As did the real surprise of the evening, and perhaps the reason there might be — genuinely — reason for optimism in Mr. Adonis’ corner.
In boxing, you never know. The sport can be so political. Then again, as the saying goes, you simply can not teach speed, and Chris Pearson is mighty fast.
In the third fight of five Sunday, Pearson, a 20-year-old left-hander from a little town northwest of Dayton called Trotwood, Ohio, defeated a 2008 Beijing Games gold medalist, Bakhyt Sarsekbayev of Kazakhstan.
Pearson had come to the Matadors late in the season, referred by Rau’shee Warren, the 2007 flyweight world champion (112 pounds) and 2008 U.S. Olympic team member. Warren is also an Ohio guy. He’s from Cincinnati, about 50 miles south of Dayton.
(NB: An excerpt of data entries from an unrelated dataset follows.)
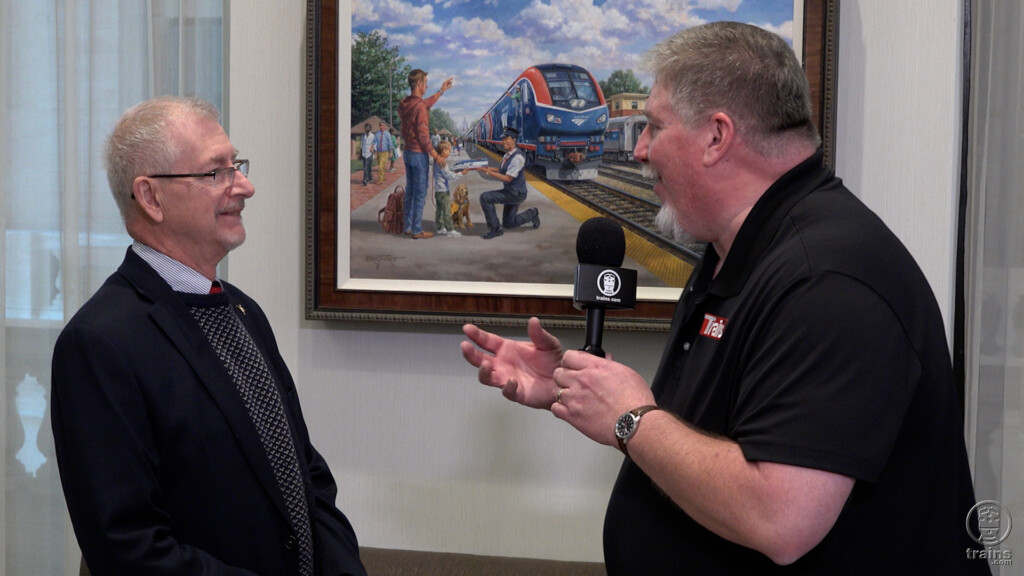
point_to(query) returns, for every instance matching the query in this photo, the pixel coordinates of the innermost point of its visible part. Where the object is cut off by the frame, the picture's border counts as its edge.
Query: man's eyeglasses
(216, 176)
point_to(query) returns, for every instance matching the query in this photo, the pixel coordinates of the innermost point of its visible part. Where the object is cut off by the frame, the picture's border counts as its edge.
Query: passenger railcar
(622, 135)
(561, 116)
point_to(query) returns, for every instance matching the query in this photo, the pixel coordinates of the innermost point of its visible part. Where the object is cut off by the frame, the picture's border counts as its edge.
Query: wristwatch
(628, 423)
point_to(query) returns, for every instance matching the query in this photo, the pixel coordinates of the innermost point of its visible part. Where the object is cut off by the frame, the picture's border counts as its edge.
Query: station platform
(544, 255)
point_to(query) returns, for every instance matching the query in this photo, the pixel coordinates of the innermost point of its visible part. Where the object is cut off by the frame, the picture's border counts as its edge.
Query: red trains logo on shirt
(713, 326)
In a March 14 fight, Pearson, now fighting as a middleweight, at 160 pounds, had defeated one of the league’s top fighters, Yamaguchi Florentino.
In the third round against Sarsekbayev, the 2008 welterweight gold medalist now fighting up as a middleweight, at 160, Pearson opened up a big cut over the Kazakh fighter’s left eye. From then on, Pearson controlled the bout. He won a split decision: 50-45, 49-46, 47-48.
You want to root for a guy like Chris Pearson. He was raised by a single dad, Milton. Dad has been working for the Montgomery County court system for 21 years now. Chris’ grandfather, Troy, and his grandmother, Zell, have been married for more than 50 years — they were college sweethearts at Fort Valley State. Troy used to run a youth basketball program that’s famous in and around southwest Ohio, the Dayton Mohawks.
Chris was a really good high school basketball and football player — he was being recruited by big-time college programs — until he tore up a knee.
It’s not that he wasn’t known as a boxer. He was, after all, a 2009 national PAL champ.
But now he’s older, and bigger, and stronger — after time at Northern Michigan University, at Marquette, Mich., and the U.S. Olympic Education Center there. While he has been earning two years worth of college credits, Chris Pearson said, way out of the spotlight up there in northern Michigan, he has been working on his boxing, and he has been working hard.
“Going in,” meaning to the fight with Sarsekbayev,” Milton Pearson said, referring to his son, “he told me, ‘If I beat him, I am going to open some eyes.’
“I told him, ‘Just go in and do what you know how to do.’ ”
As Chris Pearson later said in a telephone interview, “He knew he wasn’t fighting no slouch.”
There’s a long way to go before Chris Pearson makes the Olympic team — he’s going to have to choose, for instance, whether to fight at the 152- or 165 1/2-pound Olympic weight classes — and there are bound to be a lot of good fighters to be in his way.
But, as he proved Sunday night, he’s pretty good himself. And bound to keep getting better.
Andre Ward, for one, has already told Chris Pearson that the sky is the limit.
This is why you really want to root for Chris Pearson. He says, “Yes, sir,” and, “No, sir,” when he speaks to you because that’s what his father and grandfather taught him to do. He’s humble about his accomplishments and his prospects even if, truly, the sky might be the limit.
All he will say, with an eye on London and 2012, is this: “I’m thankful for the opportunity to take my fighting to another level.”